Trace pharmaceuticals, also called microconstituents or emerging contaminants, are products that enter the water supply through animal-based agricultural runoff or human sources. These compounds have a wide variety of functions and sources from agriculture, manufacturing, food additives and artificial sweeteners, to medications and personal care products. Many pharmaceuticals enter the water supply when unwanted or expired medicines are disposed of by flushing down the toilet or dumping down the drain. Rather than doing this, please see the FAQ below to learn how to dispose of unwanted pharmaceuticals properly. In addition, many of these pharmaceuticals, food additives, and especially artificial sweeteners are used in doses that exceed the body’s capability to absorb them, so they end up passing through the user and back into water systems.


Has Denver Water found these compounds?

Denver Water has participated in some of the earliest research projects looking for microconstituents (including projects with Colorado State University and UC Santa Barbara). Additionally, Denver Water performs periodic sampling and analysis for these compounds in our watershed and finished water. To date, estrogenic compounds have not been detected but trace amounts of antibiotics, pharmaceuticals, artificial sweeteners, and personal care products have been detected at part per trillion concentrations (one part per trillion is equivalent to one second in 31,700 years). Among the personal care products detected, the most common were DEET (insect repellent), propylparaben (cosmetics preservative), and salicylic acid (topical acne medication).

Finding those trace amounts shows that even high-quality watersheds are experiencing the impacts of consumer products.

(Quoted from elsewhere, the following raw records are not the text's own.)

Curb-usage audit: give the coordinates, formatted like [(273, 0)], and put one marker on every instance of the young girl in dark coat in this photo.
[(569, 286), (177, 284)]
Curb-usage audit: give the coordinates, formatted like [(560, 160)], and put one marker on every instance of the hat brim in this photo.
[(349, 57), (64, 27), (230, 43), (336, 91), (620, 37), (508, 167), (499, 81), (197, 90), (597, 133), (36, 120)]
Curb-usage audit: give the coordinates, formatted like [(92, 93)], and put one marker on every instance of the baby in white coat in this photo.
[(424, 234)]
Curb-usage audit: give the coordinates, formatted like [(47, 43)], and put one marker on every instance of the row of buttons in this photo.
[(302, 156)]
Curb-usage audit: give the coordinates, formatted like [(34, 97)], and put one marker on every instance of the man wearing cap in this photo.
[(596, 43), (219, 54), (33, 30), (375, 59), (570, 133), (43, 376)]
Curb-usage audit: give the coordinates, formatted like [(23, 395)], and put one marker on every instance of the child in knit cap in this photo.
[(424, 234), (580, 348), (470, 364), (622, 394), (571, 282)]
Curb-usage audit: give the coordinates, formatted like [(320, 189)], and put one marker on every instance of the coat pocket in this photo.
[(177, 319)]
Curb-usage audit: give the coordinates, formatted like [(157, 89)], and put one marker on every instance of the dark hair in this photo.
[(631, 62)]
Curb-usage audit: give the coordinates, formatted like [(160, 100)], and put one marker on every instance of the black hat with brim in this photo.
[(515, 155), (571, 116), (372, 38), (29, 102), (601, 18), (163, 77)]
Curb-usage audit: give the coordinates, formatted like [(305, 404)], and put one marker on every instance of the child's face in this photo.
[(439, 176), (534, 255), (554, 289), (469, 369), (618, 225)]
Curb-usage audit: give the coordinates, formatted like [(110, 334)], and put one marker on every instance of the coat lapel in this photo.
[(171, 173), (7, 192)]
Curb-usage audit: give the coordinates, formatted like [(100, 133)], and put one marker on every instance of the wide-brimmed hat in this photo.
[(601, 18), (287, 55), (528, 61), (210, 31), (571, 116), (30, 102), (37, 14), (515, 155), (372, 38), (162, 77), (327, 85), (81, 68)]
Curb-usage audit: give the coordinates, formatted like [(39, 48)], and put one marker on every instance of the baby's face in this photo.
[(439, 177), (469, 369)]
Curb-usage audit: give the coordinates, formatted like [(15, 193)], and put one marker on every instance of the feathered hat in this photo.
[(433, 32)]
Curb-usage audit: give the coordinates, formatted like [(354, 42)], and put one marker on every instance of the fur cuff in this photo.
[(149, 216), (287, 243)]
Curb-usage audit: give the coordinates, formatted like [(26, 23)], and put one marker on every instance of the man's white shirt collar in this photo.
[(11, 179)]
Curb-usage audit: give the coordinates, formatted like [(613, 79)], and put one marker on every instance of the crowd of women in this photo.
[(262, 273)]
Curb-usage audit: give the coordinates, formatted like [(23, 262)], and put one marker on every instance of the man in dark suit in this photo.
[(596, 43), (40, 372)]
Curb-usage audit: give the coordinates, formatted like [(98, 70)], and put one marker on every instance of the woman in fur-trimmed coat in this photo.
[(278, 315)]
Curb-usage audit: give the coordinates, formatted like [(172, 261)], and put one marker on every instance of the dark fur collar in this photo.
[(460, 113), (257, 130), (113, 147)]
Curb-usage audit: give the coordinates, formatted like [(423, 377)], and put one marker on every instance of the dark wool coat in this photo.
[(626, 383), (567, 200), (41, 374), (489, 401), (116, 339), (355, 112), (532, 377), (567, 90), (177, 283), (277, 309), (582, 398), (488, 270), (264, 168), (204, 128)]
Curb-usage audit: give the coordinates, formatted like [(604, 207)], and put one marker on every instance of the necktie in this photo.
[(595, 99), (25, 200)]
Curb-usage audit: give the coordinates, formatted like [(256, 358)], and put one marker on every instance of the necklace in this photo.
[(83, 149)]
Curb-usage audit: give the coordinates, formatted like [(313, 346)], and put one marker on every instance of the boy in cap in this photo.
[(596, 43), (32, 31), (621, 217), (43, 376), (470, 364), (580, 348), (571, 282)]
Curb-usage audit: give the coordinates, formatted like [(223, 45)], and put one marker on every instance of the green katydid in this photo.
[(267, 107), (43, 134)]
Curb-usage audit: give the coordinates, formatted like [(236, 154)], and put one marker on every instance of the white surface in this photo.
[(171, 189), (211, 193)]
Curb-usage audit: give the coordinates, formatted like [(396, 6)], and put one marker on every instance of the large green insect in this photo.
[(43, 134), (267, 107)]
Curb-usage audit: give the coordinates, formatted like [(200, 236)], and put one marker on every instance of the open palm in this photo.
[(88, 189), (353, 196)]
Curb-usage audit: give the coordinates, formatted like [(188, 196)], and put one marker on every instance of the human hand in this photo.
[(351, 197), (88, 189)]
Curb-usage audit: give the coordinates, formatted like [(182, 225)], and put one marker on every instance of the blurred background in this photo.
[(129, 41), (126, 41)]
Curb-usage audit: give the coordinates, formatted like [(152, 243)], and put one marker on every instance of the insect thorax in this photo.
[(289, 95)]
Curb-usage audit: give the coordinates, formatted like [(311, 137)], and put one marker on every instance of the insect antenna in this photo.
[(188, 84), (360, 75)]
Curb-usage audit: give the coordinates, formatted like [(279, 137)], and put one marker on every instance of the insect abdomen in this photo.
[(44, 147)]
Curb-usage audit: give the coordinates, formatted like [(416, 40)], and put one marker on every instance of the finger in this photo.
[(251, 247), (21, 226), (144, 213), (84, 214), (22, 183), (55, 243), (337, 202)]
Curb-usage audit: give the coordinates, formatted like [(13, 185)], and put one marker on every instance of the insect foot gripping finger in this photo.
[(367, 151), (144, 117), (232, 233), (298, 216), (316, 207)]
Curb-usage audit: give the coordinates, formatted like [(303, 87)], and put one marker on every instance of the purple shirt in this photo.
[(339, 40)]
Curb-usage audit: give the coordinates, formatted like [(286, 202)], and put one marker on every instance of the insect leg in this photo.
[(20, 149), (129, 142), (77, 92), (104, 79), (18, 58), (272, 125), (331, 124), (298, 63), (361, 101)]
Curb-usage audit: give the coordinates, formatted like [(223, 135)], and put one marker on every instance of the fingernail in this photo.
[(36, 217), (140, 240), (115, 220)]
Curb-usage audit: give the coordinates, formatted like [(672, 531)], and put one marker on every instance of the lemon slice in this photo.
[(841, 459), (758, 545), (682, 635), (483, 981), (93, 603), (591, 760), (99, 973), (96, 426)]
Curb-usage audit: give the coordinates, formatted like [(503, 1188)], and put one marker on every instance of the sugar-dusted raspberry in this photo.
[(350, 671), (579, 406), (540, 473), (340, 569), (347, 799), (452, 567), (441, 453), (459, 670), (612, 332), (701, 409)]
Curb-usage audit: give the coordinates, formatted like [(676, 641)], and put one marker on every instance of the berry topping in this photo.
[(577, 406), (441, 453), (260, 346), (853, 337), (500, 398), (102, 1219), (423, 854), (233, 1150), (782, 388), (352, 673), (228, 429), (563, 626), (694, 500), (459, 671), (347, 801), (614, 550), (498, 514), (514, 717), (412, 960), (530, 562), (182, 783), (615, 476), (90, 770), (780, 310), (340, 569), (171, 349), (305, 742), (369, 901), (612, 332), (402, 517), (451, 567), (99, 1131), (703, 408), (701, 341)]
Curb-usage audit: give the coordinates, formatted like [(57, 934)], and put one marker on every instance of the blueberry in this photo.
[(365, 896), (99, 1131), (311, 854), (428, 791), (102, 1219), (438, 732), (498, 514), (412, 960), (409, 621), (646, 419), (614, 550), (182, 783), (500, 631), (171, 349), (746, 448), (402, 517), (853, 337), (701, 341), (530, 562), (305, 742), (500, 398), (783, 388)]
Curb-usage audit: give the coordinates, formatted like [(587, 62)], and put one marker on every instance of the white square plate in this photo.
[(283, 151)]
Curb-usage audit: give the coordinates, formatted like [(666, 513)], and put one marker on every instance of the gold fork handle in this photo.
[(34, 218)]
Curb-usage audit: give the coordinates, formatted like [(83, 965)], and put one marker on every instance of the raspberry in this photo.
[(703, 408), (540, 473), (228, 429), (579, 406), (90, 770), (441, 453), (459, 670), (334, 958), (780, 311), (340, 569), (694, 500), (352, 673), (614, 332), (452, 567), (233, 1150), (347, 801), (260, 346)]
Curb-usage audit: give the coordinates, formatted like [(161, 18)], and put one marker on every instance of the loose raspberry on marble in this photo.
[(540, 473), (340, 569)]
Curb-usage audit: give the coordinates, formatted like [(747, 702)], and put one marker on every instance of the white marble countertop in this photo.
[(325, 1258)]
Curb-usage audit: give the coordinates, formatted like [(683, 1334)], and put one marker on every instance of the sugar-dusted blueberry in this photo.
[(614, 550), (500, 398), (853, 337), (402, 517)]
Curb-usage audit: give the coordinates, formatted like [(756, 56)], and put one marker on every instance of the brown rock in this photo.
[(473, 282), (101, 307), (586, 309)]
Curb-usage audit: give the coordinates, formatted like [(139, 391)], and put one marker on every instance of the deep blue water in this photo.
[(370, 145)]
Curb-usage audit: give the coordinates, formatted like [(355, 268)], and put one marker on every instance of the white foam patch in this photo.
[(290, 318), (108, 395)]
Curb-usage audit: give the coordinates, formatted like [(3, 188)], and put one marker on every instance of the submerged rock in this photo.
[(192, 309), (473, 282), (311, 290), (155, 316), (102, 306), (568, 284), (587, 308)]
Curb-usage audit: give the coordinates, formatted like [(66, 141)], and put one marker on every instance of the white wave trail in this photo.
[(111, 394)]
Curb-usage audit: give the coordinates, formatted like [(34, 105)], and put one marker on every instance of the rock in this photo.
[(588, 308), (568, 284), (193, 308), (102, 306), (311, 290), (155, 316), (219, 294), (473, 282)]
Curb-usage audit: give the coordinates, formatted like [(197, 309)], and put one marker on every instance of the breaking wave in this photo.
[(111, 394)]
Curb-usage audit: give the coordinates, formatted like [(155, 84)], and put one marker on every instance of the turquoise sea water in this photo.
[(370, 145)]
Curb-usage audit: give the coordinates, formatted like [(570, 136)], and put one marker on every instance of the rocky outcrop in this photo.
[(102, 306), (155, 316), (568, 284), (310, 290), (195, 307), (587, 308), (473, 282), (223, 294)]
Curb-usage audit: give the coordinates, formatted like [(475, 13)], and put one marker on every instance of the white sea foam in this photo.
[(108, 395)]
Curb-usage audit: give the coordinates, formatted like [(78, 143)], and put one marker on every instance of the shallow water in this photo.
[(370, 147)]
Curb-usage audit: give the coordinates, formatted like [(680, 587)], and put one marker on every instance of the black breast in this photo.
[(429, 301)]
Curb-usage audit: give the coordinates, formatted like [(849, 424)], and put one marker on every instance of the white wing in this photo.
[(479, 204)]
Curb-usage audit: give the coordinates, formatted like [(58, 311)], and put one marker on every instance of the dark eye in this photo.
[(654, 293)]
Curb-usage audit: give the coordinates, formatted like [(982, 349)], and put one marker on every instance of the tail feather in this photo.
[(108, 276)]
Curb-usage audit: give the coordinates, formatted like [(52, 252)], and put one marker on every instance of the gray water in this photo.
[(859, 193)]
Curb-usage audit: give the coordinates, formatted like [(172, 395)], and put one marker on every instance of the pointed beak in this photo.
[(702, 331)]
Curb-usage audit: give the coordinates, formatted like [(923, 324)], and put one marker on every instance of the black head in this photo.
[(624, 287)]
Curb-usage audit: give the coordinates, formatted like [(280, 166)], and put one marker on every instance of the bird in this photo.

Are these substances a health risk?

Though research on pharmaceuticals in the water supply has been occurring for over a decade, the scientific body of knowledge on potential human health effects is still considered to be in its infancy. Performing a toxicological risk assessment for each pharmacological compound in drinking water is time intensive, with only a small percentage of pharmaceuticals having been assessed. Consequently, the EPA has no current or proposed regulations for these substances. Of the compounds that have been fully assessed, all have been detected at levels tens of thousands of times smaller than a therapeutic dose with detection in finished drinking water being rare. According to preliminary studies conducted by the World Health Organization and the EPA, several water treatment techniques (including those used at Denver Water treatment plants) are effective at removing most pharmaceuticals and personal care products from source water1,2. Denver Water’s current datasets align with these findings. If future research indicates that certain substances should be removed from water and identifies the best way to do so, we will actively investigate how to do that.


  1. World Health Organization. (‎2012)‎. Pharmaceuticals in drinking-water. World Health Organization.
  2. United States Environmental Protection Agency. (August 2010). Treating Contaminants of Emerging Concern. United States Environmental Protection Agency.

How do I dispose of medications?

The Colorado Department of Public Health and Environment oversees the Colorado Medication Take-Back Program for disposing unwanted medication in a secure and environmentally safe way. In addition, some local law enforcement agencies and pharmacies accept unwanted medications. Disposing of medication at safe sites, rather than flushing them down a toilet or throwing them away, will help keep pharmaceuticals out of our drinking water.